Punch and Judy’s red-striped puppet booth has been popping up in Weymouth, Dorset, since 1880. Mark Poulton first saw the mayhem caused by hooked-nosed Mr Punch and his giant baton in the 1970s when he was four years old. He was transfixed and decided that when he grew up he would become a professor, the title bestowed upon a booth operator. In his teens he taught himself the necessary skills — sewing, woodcarving, sign-writing and how to run a show. After an apprenticeship of 16 years, he graduated to professorship with his own Weymouth pitch. It is one of just a handful of independent shows still operating.
But this year, the swazzle he uses to create Mr Punch’s distinctive squeal has stayed in his pocket. For the first time in peacetime Britain there’s no Punch and Judy on Weymouth beach. Professor Poulton has turned to crowdfunding to raise the money for it to return next year.
Saving Punch and Judy might not have the same cultural cachet as rescuing a Rembrandt for the nation, but in a 2006 public poll the couple were voted one of ‘England’s icons’. In 2009, Professor Poulton and Mr Punch were presented to the Queen on her official visit to Weymouth. Despite being much loved by the British, though, Mr Punch’s origins aren’t in Victorian English entertainment but 16th-century Italian commedia dell’arte. Punch derives from the Neapolitan stock character Pulcinella. Samuel Pepys recorded the first Punch in Britain on 9 May 1662 — a date now celebrated as Punch’s birthday — having seen an Italian showman perform in Covent Garden.

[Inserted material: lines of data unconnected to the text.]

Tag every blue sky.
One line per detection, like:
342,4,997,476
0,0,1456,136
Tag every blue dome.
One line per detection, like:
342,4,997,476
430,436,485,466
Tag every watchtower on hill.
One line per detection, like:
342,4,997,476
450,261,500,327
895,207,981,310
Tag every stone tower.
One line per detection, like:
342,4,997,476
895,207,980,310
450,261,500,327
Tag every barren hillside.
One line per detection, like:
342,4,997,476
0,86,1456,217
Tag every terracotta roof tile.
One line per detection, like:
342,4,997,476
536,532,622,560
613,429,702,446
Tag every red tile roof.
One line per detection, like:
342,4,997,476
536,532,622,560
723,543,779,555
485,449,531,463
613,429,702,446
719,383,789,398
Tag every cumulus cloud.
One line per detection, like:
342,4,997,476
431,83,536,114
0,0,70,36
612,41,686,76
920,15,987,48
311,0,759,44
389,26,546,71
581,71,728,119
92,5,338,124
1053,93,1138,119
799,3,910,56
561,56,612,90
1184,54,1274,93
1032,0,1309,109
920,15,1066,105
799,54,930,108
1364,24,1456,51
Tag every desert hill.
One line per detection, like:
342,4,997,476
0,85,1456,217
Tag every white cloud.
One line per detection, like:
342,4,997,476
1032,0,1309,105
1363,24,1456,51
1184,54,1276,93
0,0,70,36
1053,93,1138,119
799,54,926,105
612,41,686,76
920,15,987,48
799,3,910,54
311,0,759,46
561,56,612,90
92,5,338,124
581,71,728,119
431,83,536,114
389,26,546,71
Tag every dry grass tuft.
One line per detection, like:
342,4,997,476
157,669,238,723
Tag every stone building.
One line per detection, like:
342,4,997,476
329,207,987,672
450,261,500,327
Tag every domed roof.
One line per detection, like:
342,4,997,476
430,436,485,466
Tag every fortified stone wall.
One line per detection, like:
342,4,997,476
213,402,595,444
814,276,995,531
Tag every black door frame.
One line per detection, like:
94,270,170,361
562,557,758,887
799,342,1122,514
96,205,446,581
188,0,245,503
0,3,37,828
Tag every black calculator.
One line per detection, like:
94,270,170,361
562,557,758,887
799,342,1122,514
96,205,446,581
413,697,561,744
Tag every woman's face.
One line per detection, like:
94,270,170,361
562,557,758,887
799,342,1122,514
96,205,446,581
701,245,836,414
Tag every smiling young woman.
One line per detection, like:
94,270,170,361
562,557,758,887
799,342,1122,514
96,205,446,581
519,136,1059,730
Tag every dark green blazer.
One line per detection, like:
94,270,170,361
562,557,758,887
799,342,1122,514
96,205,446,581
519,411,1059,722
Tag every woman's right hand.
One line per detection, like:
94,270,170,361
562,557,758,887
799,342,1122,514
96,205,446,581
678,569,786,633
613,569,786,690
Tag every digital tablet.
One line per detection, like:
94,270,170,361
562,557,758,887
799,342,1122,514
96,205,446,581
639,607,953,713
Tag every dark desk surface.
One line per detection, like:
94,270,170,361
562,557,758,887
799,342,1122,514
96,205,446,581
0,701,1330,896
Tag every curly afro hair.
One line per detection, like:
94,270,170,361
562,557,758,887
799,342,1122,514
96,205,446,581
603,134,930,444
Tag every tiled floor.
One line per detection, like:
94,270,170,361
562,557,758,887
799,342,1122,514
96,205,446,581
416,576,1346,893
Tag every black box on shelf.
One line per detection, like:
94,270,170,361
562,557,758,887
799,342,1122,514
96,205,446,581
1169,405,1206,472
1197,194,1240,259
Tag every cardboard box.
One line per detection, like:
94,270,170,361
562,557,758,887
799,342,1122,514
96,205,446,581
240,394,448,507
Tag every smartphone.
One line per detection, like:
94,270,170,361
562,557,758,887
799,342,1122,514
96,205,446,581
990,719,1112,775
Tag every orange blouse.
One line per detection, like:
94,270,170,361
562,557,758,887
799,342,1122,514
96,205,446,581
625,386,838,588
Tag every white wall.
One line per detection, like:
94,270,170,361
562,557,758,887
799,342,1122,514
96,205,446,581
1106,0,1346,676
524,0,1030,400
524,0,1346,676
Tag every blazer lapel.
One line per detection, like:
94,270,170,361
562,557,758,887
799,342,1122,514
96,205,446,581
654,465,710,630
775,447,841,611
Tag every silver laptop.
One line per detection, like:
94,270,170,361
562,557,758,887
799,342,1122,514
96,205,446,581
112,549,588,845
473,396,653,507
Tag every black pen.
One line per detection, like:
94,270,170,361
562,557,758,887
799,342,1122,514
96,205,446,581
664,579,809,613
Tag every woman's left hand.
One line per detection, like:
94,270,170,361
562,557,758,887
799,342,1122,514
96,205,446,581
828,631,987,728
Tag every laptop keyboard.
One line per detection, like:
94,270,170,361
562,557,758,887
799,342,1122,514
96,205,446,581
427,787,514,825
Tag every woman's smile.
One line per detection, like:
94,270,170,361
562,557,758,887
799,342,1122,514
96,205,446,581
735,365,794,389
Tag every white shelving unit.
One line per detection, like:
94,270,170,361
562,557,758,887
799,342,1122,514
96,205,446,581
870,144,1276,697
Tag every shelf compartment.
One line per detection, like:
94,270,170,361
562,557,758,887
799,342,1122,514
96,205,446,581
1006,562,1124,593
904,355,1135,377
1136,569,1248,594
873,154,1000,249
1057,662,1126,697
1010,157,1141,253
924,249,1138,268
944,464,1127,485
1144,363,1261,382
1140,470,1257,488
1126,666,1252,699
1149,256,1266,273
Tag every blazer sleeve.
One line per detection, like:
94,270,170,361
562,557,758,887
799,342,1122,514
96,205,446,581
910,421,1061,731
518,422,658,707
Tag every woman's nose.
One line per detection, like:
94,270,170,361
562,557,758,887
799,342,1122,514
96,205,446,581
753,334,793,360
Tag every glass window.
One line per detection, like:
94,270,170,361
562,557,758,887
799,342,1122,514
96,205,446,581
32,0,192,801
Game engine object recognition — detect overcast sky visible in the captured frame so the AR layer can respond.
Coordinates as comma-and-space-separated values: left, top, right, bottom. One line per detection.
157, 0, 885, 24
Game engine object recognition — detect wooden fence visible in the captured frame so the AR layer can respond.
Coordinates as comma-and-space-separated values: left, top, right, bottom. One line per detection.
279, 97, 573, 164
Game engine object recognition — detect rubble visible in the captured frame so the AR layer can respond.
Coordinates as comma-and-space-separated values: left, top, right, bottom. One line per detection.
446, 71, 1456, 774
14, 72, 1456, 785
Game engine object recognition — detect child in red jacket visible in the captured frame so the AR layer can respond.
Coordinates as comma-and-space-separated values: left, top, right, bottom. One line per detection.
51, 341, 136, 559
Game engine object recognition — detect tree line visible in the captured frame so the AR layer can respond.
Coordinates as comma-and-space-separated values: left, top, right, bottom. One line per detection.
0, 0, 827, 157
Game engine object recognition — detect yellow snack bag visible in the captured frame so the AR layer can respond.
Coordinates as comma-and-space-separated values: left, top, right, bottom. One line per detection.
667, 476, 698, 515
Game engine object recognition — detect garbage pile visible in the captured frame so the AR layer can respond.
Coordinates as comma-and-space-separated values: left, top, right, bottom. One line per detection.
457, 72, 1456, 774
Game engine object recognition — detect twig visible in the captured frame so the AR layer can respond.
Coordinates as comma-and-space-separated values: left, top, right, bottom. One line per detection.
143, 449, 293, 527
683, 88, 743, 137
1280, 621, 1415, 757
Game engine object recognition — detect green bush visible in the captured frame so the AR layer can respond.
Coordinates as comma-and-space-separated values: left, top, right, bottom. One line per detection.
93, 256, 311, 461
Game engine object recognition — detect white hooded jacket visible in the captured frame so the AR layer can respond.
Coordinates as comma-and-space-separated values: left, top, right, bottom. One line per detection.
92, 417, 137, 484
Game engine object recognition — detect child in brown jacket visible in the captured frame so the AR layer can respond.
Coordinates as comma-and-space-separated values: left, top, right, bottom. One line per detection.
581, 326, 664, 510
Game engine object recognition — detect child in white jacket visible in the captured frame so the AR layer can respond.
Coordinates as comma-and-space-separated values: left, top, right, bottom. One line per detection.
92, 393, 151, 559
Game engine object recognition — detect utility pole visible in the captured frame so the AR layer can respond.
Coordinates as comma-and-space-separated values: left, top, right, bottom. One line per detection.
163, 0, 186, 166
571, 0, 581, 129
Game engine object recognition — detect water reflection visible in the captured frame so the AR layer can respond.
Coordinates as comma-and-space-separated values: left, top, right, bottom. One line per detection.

Pepys’s Punch and Judy were marionettes, soon replaced by glove puppets to enable Punch to clobber harder. Some see this not as an amusing account of marital strife but a tale that trivialised domestic abuse. It’s undeniably the story of a stick-swinging husband who assaults his wife and dashes their baby to the floor, only to escape justice for his violent deeds. Punch’s signature cry as each thump falls is: ‘That’s the way to do it!’
Even in the Victorian era, the performance had its protestors. Charles Dickens wrote in its defence: ‘I regard it as quite harmless in its influence, and as an outrageous joke which no one would think of regarding as an incentive to any kind of action or as a model for any kind of conduct.’
For Poulton, his puppet troupe is a treasure to be saved. ‘Weymouth is one of the only places you can still have a traditional day at the beach, from riding donkeys to seeing the Punch and Judy show,’ he says. Luckily for him, many agree, and his crowdfunder has already raised nearly £4,000.